Bamford, three minutes after his substitution, was denied the moment he had waited 351 days for. His last Leeds goal came on April 22, 2024, in this very fixture on Teesside, when the visitors won 4-3. That was the No 9’s last act of that ill-fated campaign and this goalless campaign has been just as ruinous for him on a personal level.
Before Tuesday, Bamford had amassed just 161 minutes of league action across 11 cameos. Saturday’s introduction at Luton Town was his first appearance since New Year’s Day. The latest in a long line of injuries (hamstring this time) since September 2021 had kept him away for three months. These are the goals that transform a striker’s outlook and he was robbed of that.
It was Isaac Schmidt and Wilfried Gnonto, his fellow substitutes, who had crafted the move so patiently and precisely to counter from their own half to Middlesbrough’s penalty box. Bamford’s run was perfectly timed and his finish was slotted under Mark Travers. He was ready to wheel around to the away corner, but the flag came quickly.

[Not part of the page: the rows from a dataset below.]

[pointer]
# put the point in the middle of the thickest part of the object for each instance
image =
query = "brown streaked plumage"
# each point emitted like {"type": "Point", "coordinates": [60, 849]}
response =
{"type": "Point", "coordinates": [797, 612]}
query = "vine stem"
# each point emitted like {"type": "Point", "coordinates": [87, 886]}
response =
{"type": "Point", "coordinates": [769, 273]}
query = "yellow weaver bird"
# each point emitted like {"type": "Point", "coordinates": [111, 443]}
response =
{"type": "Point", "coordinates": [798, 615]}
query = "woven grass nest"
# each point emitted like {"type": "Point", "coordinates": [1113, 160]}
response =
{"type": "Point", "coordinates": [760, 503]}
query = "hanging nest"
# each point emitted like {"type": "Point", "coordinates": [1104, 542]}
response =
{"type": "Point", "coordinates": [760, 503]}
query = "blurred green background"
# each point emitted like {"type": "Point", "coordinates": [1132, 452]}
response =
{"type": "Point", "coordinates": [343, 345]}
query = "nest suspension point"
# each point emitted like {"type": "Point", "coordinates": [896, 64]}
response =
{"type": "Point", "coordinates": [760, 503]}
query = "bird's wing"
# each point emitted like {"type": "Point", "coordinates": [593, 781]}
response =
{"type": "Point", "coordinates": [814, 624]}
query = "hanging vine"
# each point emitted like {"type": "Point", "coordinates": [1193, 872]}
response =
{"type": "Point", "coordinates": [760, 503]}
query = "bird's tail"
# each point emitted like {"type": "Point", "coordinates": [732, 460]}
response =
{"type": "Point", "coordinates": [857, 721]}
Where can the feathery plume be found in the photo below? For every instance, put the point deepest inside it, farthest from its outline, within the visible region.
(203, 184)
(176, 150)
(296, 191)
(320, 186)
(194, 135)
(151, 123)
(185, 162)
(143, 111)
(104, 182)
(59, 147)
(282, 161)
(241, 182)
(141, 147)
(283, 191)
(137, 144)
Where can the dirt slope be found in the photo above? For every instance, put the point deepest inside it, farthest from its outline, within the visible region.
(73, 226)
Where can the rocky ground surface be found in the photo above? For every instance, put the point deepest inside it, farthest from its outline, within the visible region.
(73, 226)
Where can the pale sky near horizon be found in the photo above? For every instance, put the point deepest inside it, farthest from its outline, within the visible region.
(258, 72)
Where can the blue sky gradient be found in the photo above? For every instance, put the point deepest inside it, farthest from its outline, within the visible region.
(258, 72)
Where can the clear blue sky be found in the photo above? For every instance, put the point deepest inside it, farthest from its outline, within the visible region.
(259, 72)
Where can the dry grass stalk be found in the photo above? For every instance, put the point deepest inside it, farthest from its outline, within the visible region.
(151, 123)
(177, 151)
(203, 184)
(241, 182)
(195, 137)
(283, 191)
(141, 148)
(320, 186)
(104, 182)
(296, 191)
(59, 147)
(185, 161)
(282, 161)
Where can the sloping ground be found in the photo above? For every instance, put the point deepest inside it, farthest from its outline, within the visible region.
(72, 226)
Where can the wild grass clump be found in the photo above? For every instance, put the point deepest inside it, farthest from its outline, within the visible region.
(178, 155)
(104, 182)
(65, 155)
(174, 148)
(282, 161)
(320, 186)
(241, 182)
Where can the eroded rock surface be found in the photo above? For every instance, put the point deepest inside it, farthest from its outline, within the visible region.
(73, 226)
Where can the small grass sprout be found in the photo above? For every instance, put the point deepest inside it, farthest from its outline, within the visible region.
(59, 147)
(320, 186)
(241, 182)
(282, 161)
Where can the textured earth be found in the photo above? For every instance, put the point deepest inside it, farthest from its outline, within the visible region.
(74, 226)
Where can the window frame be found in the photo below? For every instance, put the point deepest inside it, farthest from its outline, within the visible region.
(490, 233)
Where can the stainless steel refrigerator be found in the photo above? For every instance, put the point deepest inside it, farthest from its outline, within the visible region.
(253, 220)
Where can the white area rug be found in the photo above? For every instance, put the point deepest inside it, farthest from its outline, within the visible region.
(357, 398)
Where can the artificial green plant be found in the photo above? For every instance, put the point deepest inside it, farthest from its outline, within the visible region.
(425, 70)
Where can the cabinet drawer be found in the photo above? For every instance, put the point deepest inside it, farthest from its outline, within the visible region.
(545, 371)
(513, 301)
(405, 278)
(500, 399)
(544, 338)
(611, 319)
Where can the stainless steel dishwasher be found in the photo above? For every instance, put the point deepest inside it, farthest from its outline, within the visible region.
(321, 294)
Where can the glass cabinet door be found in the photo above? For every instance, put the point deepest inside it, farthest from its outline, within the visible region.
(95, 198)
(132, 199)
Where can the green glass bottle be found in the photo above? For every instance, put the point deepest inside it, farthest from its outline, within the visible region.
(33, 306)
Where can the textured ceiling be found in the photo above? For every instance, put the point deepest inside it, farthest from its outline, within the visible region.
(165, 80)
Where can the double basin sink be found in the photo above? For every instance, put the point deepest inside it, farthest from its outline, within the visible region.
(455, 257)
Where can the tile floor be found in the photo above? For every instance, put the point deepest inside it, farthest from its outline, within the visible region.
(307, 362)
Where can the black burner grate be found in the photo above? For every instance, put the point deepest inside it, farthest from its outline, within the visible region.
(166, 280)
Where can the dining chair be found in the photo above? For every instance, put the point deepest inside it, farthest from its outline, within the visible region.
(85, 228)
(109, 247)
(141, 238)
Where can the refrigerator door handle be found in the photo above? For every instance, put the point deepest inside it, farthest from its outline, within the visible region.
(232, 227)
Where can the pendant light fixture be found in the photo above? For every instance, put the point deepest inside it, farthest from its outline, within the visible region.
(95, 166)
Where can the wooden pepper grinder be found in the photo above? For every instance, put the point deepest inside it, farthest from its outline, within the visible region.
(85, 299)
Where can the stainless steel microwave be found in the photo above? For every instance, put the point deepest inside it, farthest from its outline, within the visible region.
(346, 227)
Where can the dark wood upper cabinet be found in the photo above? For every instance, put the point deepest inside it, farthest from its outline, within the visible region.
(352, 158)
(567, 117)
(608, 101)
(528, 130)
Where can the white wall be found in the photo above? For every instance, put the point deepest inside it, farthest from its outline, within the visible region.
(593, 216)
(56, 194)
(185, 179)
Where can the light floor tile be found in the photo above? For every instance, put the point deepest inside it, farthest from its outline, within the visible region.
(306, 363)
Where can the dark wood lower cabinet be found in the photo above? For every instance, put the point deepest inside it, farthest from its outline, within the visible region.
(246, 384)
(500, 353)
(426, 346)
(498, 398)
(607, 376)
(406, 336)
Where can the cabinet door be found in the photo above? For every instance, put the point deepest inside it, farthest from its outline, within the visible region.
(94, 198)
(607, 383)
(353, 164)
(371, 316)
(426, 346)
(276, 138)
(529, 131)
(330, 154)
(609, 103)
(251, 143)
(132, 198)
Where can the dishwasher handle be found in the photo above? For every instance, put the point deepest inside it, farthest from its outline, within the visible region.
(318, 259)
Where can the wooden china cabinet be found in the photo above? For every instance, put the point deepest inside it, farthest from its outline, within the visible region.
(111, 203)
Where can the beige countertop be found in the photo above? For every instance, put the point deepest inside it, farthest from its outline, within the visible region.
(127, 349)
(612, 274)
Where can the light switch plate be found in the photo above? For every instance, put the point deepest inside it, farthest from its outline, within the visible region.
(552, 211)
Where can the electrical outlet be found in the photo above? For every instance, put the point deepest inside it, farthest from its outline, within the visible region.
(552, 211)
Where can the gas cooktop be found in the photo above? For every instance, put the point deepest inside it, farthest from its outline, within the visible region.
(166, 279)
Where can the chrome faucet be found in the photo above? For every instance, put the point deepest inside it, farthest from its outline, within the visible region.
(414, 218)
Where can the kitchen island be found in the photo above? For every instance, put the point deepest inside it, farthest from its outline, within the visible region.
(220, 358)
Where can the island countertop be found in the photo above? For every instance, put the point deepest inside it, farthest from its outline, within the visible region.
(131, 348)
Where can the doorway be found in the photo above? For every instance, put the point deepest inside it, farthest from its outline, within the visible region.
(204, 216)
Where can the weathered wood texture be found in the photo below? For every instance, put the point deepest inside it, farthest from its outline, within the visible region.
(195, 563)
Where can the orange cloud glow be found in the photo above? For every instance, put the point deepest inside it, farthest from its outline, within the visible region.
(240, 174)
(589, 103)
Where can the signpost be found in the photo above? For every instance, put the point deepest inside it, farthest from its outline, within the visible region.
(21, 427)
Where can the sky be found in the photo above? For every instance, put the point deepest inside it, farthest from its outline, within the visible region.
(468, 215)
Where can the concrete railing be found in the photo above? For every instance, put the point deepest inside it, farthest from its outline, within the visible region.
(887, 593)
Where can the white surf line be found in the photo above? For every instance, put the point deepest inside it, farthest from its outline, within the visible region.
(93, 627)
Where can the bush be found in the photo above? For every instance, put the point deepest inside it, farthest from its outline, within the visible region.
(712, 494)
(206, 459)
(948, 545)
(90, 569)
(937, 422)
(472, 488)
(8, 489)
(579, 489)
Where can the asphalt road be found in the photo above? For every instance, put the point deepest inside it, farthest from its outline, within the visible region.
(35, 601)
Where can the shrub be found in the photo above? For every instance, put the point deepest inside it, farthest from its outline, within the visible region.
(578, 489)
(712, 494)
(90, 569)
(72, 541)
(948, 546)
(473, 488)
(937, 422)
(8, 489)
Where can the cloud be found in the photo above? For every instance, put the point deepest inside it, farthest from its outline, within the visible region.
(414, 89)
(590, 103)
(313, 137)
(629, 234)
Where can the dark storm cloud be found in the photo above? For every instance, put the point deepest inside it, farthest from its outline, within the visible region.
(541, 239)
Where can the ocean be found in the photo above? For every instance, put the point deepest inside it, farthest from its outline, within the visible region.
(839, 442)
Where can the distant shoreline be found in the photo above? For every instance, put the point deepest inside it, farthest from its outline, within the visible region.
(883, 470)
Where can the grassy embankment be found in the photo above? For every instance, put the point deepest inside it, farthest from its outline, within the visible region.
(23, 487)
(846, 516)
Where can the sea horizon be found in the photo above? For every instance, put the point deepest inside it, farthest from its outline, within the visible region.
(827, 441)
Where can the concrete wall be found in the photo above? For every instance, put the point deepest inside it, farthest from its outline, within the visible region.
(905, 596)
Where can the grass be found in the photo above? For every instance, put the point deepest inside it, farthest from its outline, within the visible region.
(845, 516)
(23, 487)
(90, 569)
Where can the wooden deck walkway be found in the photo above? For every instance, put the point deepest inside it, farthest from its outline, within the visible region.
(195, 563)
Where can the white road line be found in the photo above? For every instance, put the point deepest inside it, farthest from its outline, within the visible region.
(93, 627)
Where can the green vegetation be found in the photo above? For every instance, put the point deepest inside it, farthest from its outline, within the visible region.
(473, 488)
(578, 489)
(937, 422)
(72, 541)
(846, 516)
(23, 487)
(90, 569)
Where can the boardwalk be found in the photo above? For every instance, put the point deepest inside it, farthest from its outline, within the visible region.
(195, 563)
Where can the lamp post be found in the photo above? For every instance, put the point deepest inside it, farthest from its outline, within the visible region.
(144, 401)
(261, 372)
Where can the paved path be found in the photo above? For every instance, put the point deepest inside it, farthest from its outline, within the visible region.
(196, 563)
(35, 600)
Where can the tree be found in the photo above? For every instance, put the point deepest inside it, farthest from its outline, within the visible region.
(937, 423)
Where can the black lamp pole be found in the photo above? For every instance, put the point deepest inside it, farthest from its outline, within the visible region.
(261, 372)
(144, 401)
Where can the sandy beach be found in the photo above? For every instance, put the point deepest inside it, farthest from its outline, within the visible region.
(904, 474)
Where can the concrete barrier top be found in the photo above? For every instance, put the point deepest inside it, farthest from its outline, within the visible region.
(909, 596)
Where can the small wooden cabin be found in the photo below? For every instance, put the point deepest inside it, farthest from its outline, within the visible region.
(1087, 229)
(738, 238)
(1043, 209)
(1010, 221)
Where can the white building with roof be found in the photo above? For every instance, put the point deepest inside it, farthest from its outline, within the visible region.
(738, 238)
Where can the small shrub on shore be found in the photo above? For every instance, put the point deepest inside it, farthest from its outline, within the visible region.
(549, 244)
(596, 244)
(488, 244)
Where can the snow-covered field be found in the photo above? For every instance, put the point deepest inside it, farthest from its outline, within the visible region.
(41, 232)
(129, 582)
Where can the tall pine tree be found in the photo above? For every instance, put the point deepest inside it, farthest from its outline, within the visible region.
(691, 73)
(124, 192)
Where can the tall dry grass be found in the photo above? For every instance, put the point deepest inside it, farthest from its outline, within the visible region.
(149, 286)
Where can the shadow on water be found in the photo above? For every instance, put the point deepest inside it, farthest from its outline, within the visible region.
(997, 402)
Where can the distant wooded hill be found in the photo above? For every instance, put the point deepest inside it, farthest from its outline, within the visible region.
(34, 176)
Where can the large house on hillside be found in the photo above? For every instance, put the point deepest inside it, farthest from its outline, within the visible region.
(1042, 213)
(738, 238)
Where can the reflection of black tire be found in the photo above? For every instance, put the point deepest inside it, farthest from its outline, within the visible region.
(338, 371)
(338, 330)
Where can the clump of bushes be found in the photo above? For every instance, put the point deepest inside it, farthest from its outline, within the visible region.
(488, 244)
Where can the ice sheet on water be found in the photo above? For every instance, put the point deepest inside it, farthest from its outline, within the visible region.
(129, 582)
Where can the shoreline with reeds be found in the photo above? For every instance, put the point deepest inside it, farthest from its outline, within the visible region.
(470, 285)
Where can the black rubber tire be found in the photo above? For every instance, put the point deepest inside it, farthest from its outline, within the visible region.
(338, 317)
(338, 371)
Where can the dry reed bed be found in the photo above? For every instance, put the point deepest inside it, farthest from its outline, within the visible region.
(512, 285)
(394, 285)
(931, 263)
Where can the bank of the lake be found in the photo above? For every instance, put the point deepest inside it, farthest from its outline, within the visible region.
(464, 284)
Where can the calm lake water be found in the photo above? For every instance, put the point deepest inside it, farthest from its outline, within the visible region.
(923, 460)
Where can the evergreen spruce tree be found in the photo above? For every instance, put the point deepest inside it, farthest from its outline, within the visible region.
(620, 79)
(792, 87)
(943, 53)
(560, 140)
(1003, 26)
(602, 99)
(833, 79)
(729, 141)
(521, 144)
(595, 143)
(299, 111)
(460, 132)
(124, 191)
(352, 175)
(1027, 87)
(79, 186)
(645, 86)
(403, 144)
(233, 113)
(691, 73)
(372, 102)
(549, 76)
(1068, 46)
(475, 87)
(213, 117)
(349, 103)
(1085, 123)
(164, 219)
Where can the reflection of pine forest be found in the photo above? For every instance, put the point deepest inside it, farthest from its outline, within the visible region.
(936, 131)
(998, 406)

The goal would have been the perfect headline to what was another, all-round promising performance by Bamford. This was his 200th appearance for United after nearly seven years at Elland Road. It’s only taken two cameos from the bench, but he’s already put himself in the conversation for a first league start since that last Middlesbrough visit.

Bamford had a goal incorrectly ruled out for offside (Ed Sykes/Getty Images)
Joel Piroe has not scored in any of the seven games since the Sheffield United win and has grown increasingly anonymous in recent outings. Last night, he made Bamford look irresistible. His pressing was ineffective, he was weak in duels, dithered in possession and proved so careless in attack.
Bamford, by contrast, was every inch the experienced, battle-scarred campaigner the team needed in attack. At a time when Leeds were under the pump, Bamford held the ball up, battled, brought team-mates upfield, retained possession, even put tackles in and wasted time through the latter stages. Big question marks hang over his fitness to start a game, but Piroe and Mateo Joseph have opened the door to Bamford as a possible difference-maker through this run-in.
While Leeds were on the wrong end of officiating errors in Middlesbrough, Burnley and Sheffield United were dropping points elsewhere in the country. The former drew 0-0 at Derby County and the latter lost 1-0 at home to Millwall. This was one of those big nights during a run-in when promotion can be won or lost. It all feeds into the importance of Leeds hanging on the way they did.
This was an out-of-form, under-pressure team trying to prove it was not crumbling like so many outsiders thought. It was one win in six, it was an eight-point Burnley lead turned into a two-point deficit. They had to travel away from home to a play-off chaser on five wins in six. They had to overcome two terrible offside calls.
They had to dig in, fight that adversity and they did. Their reward? First place and a rediscovered belief they can do this.